Im Radio, sofern deutsche Titel gespielt werden oder Englisch für den Zuhörer kein ernsthaftes Verständigungsproblem darstellt, wimmelt es von versteckter und direkter Anmache. Schon mal darauf geachtet? Menschen, die einsam sind, kann das schwer zusetzen, keine Frage, und insofern hatte Ihre Kollegin (die Polizeipsychologin) natürlich recht. Aber ich war das letzte Mal einsam, als ich noch in Marschalkenzimmern lebte und den Weg zur St.-Nikolas-Kirche noch nicht kannte. Danach nie wieder. (Hallo Gutachter! Dick markieren!)
Zunächst dachte ich, ich sei in meinem zweiten Brief zu weit gegangen, denn er meldete sich sehr lange nicht. Erst hinterher habe ich erfahren, dass sein Vater in dieser Zeit im Sterben gelegen hatte, und dann schämte ich mich für meine Ungeduld. Es ist schlimm, wenn die eigenen Eltern sterben. Für die meisten jedenfalls.
Sein Antwortbrief (liegt nicht bei) war gar kein Brief, sondern eine Postkarte. „Wann? Bald?!“ stand darauf und „M.“ Die Vorderseite war die Schwarz-Weiß-Fotografie eines Seesterns. Sie hing lange Zeit gerahmt über meinem Bett.

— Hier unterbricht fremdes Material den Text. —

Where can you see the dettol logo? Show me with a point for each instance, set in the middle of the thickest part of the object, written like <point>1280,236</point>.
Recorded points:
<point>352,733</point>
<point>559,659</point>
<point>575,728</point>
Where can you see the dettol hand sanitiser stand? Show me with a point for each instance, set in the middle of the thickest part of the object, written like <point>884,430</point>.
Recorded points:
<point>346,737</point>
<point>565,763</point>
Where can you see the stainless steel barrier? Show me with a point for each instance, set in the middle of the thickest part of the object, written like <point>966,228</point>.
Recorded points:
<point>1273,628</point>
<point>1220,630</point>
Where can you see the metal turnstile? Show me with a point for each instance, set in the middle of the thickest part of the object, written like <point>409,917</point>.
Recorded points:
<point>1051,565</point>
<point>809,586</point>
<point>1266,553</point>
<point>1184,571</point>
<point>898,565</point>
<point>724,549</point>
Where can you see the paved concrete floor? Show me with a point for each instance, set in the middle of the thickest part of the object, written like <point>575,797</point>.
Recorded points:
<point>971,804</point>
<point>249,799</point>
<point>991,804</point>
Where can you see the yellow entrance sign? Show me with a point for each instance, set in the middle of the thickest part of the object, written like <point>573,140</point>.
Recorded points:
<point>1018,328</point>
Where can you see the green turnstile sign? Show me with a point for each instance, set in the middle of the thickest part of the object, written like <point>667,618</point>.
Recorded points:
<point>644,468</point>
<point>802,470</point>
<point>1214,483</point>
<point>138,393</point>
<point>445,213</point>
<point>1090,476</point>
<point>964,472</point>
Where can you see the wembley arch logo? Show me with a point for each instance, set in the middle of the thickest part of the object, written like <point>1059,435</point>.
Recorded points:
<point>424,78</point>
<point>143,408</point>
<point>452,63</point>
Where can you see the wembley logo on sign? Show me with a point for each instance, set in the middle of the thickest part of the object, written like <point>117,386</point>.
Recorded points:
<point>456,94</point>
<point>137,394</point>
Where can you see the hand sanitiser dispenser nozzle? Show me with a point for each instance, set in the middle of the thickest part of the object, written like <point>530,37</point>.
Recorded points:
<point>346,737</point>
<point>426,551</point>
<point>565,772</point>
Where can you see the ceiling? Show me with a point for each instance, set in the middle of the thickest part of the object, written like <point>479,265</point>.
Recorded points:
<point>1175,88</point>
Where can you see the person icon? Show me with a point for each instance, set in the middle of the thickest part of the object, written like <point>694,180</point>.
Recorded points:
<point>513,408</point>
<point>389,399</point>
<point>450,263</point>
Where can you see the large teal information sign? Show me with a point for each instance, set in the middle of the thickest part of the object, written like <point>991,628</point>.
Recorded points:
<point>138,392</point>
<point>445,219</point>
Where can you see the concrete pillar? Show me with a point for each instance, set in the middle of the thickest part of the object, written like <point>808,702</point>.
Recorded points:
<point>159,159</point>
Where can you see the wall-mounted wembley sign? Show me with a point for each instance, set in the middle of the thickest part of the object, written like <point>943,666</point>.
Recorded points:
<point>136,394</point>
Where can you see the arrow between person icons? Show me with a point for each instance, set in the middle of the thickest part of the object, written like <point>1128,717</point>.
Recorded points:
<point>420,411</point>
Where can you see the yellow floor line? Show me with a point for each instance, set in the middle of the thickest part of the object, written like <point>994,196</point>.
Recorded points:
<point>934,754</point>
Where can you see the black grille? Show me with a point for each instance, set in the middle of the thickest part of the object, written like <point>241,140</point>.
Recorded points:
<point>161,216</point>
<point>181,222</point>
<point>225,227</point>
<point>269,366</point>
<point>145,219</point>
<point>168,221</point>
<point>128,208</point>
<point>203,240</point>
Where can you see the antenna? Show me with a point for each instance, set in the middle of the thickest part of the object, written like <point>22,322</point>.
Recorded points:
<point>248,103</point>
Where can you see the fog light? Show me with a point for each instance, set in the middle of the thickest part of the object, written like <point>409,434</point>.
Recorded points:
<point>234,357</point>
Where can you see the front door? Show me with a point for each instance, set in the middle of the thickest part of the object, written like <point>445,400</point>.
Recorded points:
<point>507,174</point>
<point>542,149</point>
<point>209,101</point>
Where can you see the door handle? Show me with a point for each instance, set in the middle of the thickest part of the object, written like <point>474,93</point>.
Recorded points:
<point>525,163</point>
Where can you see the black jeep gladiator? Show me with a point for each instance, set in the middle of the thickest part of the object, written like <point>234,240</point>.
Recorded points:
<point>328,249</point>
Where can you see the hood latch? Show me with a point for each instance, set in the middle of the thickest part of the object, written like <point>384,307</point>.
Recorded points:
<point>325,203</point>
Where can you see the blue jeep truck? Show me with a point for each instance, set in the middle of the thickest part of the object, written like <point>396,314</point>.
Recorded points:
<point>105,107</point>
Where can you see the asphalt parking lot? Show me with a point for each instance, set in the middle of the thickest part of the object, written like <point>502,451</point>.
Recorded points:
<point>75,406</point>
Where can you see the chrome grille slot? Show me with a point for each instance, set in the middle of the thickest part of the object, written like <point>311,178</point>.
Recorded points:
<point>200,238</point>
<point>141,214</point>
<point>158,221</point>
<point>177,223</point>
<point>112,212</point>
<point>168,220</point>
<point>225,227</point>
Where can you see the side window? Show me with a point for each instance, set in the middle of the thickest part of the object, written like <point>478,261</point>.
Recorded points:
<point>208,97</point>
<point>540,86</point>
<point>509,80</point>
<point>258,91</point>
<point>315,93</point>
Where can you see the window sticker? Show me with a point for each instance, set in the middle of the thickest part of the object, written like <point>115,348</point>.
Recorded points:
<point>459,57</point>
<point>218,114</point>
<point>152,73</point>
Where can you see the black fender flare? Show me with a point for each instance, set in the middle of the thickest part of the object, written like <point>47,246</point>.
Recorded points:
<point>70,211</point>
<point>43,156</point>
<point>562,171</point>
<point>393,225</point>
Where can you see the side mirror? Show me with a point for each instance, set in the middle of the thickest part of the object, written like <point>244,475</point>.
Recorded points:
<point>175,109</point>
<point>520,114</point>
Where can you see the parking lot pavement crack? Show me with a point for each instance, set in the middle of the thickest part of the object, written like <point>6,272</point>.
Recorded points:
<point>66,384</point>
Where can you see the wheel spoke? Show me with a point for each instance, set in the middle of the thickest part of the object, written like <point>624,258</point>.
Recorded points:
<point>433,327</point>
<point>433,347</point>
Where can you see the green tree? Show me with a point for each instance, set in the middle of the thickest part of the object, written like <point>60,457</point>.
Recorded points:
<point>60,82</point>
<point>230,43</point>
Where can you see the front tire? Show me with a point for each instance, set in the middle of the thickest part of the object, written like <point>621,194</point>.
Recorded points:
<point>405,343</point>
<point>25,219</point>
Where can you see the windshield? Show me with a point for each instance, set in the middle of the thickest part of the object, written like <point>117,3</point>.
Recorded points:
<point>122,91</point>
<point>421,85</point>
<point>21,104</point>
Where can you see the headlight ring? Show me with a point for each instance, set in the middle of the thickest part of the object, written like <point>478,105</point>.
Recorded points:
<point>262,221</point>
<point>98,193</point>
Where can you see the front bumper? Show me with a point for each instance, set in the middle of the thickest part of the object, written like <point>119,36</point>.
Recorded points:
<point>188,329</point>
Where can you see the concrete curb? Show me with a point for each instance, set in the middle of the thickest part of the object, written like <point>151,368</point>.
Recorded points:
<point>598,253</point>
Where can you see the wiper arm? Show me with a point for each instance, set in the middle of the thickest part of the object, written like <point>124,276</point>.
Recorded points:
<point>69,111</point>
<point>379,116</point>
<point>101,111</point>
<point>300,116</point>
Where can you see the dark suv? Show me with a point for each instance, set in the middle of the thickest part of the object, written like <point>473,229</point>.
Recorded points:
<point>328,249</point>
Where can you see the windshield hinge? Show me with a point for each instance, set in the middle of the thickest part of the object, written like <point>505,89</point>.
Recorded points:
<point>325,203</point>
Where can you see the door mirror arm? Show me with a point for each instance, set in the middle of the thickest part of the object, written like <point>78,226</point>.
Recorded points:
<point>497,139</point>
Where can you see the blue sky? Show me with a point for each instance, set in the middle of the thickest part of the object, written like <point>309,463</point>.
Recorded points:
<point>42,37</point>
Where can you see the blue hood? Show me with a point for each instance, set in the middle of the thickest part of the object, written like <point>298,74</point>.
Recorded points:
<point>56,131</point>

Mit meiner dritten Nachricht habe ich mir dann Zeit gelassen. Er hatte angebissen und, so leid es mir tat, ich musste ihn zappeln lassen. Das alte Spiel. In der Liebe und im Krieg ...
Nach zwei Wochen, in denen ich, abgesehen von der Zeit, in der ich an der Uni war, fast ununterbrochen seine CDs hörte, schrieb ich ihm ebenfalls eine Postkarte.